Cyber Risk in 2026: AI Scales the Threat, While Risk Assessment Struggles to Keep Up
By Awani Saraogi, Associate Vice President, Strategic Offerings at Xceedance
Cyber risk is no longer a niche exposure. It is continuous, interconnected, and operationally disruptive. Attackers industrialize social engineering, weaponize vulnerabilities quickly, and exploit third-party dependency at scale. The result is a loss environment where speed, volume, and correlation matter as much as technical depth.
A clear signal sits at the top of board agendas. In 2026, cyber incidents rank as the number one global risk for the fifth year in a row, with 42% of responses and a 10% lead over the next-ranked risk. Cyber incidents also rank as the top concern across regions and across large, mid-sized, and smaller companies, according to Allianz Risk Barometer 2026.

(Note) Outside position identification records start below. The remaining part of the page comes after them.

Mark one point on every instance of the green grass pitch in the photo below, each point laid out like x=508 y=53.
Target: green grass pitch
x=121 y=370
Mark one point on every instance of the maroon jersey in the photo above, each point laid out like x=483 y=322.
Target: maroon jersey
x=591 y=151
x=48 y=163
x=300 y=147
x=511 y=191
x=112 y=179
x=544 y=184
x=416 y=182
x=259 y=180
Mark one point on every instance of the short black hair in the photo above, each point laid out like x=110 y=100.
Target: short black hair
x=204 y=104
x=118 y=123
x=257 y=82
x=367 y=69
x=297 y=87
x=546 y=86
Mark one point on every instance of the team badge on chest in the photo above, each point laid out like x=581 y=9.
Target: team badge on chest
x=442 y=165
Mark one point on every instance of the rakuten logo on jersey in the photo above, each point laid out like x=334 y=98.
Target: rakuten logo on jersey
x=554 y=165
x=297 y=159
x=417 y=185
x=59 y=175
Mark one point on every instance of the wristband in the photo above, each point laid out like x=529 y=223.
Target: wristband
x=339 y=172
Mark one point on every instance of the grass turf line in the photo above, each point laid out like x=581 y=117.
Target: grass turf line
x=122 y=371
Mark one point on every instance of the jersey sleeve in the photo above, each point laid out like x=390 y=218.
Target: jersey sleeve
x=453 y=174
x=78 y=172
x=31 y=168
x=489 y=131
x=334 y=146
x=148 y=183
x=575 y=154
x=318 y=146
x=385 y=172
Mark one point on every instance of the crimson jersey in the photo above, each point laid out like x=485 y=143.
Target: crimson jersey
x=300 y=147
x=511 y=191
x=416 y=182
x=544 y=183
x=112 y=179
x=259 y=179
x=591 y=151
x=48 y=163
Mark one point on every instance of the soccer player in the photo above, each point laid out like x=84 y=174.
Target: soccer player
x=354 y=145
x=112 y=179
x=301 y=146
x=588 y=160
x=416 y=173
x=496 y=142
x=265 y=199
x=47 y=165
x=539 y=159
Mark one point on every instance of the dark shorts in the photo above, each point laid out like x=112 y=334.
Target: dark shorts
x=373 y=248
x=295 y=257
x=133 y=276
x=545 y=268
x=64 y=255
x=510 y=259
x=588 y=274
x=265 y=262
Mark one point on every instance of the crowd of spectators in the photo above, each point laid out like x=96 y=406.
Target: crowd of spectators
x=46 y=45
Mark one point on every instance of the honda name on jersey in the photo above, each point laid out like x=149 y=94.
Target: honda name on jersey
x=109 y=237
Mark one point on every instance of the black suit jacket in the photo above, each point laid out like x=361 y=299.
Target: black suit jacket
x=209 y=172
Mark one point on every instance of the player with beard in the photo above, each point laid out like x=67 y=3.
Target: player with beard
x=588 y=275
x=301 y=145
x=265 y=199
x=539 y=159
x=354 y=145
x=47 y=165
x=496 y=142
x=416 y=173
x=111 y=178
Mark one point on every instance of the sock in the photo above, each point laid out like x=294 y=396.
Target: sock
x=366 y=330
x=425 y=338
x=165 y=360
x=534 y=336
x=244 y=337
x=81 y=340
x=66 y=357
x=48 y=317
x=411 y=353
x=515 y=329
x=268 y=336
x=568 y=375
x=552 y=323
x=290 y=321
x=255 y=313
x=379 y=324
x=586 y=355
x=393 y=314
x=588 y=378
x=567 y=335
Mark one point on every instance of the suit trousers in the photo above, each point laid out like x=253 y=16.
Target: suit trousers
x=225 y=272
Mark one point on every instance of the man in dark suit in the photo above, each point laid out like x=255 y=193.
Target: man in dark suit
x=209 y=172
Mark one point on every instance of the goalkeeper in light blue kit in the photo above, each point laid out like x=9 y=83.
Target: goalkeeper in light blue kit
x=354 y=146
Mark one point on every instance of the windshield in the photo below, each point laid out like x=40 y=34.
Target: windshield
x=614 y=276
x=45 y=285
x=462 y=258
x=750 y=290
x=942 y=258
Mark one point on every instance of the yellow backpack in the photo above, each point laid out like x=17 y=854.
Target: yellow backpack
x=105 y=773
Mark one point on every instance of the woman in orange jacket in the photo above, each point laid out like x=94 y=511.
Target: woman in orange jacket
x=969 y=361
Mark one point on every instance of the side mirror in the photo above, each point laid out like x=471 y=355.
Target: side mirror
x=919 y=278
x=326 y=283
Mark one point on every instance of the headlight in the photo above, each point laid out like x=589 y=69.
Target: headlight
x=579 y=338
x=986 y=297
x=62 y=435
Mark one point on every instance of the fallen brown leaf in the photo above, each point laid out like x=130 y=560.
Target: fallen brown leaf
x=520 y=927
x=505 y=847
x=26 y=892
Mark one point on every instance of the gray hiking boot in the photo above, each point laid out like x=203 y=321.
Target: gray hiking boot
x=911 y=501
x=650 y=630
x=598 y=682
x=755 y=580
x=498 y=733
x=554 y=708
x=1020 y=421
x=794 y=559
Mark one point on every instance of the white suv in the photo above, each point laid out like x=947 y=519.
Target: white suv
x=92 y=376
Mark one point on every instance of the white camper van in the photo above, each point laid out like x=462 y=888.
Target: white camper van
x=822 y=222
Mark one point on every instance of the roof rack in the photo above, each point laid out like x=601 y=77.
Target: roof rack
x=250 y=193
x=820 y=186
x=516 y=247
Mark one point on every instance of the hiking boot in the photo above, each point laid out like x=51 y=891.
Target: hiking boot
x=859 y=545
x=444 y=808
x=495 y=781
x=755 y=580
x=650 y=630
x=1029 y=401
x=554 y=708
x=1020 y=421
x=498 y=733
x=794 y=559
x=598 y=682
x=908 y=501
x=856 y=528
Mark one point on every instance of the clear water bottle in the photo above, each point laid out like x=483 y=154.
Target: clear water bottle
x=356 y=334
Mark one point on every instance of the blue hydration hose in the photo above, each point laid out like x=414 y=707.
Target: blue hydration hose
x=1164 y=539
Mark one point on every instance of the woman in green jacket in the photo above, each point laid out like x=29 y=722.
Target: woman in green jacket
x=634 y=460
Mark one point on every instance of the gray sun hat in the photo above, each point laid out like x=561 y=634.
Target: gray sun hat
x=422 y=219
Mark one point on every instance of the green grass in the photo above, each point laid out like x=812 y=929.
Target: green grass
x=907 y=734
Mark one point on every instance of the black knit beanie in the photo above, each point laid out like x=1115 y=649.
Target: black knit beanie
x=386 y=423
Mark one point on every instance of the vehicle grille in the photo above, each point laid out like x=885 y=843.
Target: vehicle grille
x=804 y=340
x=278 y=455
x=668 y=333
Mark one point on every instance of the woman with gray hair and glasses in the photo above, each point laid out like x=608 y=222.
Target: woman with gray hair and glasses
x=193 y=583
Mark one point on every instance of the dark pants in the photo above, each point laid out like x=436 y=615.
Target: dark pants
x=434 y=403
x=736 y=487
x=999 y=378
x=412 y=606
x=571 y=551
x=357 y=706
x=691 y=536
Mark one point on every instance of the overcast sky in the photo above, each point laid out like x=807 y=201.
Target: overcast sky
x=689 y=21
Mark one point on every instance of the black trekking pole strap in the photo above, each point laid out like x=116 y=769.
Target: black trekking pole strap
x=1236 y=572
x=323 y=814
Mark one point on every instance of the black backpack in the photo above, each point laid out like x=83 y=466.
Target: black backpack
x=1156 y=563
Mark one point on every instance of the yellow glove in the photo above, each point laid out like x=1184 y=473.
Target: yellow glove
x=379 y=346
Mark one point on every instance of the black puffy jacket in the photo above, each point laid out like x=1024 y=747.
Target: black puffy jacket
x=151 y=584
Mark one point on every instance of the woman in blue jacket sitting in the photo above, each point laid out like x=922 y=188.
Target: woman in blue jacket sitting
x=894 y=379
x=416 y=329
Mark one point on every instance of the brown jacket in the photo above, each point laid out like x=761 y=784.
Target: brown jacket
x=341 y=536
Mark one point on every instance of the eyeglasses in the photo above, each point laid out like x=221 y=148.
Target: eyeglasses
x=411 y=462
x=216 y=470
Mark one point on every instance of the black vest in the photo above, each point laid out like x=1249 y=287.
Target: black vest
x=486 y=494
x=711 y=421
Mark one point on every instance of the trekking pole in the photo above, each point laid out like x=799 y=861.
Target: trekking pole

The threat landscape is driven by scale and initial access efficiency
Most breaches still begin with basic entry paths, but those paths are becoming sharper. Recent European threat landscape reporting indicates that phishing is the most common initial access vector, with vulnerability exploitation a distant second.
This matters for cyber insurance because frequency is no longer the hard part to imagine. The hard part is quantifying loss potential when entry is cheap, repeatable, and industrialized, and when the same techniques can be run across thousands of targets in parallel.
AI changes the economics of social engineering
Generative AI does not invent phishing. It removes the friction. It lowers language barriers, improves writing quality, and enables fast tailoring by role, industry, and context. ENISA-linked reporting also suggests that by early 2025, AI-powered phishing represented over 80% of observed social engineering activity worldwide. That claim is attributed to ENISA Threat Landscape reporting, and it reinforces a simple point: attackers can scale persuasion faster than defenders can retrain users.
Separately, industry reporting has also pointed to sharp increases in phishing volumes since late 2022, coinciding with the mainstreaming of generative AI tools. For example, a CNBC report cites a 1,265% increase in malicious phishing emails since the fourth quarter of 2022, based on data from cybersecurity firm SlashNext.
Speed compresses response windows
AI also compresses time. McKinsey notes that AI is accelerating the speed of cyberattacks, with breakout times now often under an hour, and highlights AI’s role in creating convincing phishing emails, fake websites, and deepfake videos that bypass traditional detection. For risk owners, this reduces the margin for error. Controls built for quarterly reviews and annual insurance renewals will not match an hourly threat tempo.
Why current cyber risk assessment struggles
Cyber risk modeling has matured, but inputs remain fragile. Many approaches still rely on frequency-severity concepts, heavy-tail distributions for extreme losses, and dependence modeling to capture correlations across insureds. Underwriting also often leans on questionnaires and point-in-time assessments. The problem is structural: cyber risk is non-stationary, loss data is sparse and inconsistent, and correlation is hard to model when many firms share the same cloud, identity providers, software supply chains, and managed services.
Common constraints persist:
- Limited historical claims data with the granularity needed for robust modeling
- Rapidly changing attacker behavior that makes static scoring degrade quickly
- Privacy and disclosure constraints that reduce data sharing
- Portfolio aggregation risk from shared dependencies and common architectures
Bottom line
AI has shifted cyber risk from “more attacks” to “more effective attacks at machine scale.” The underwriting challenge is not whether cyber incidents will happen. The question is whether current assessment methods can price loss potential under conditions of rapid change, sparse data, and systemic dependencies. The market will continue to grow, but cyber risk assessment needs to become more dynamic, evidence-based, and resilient to correlation shocks.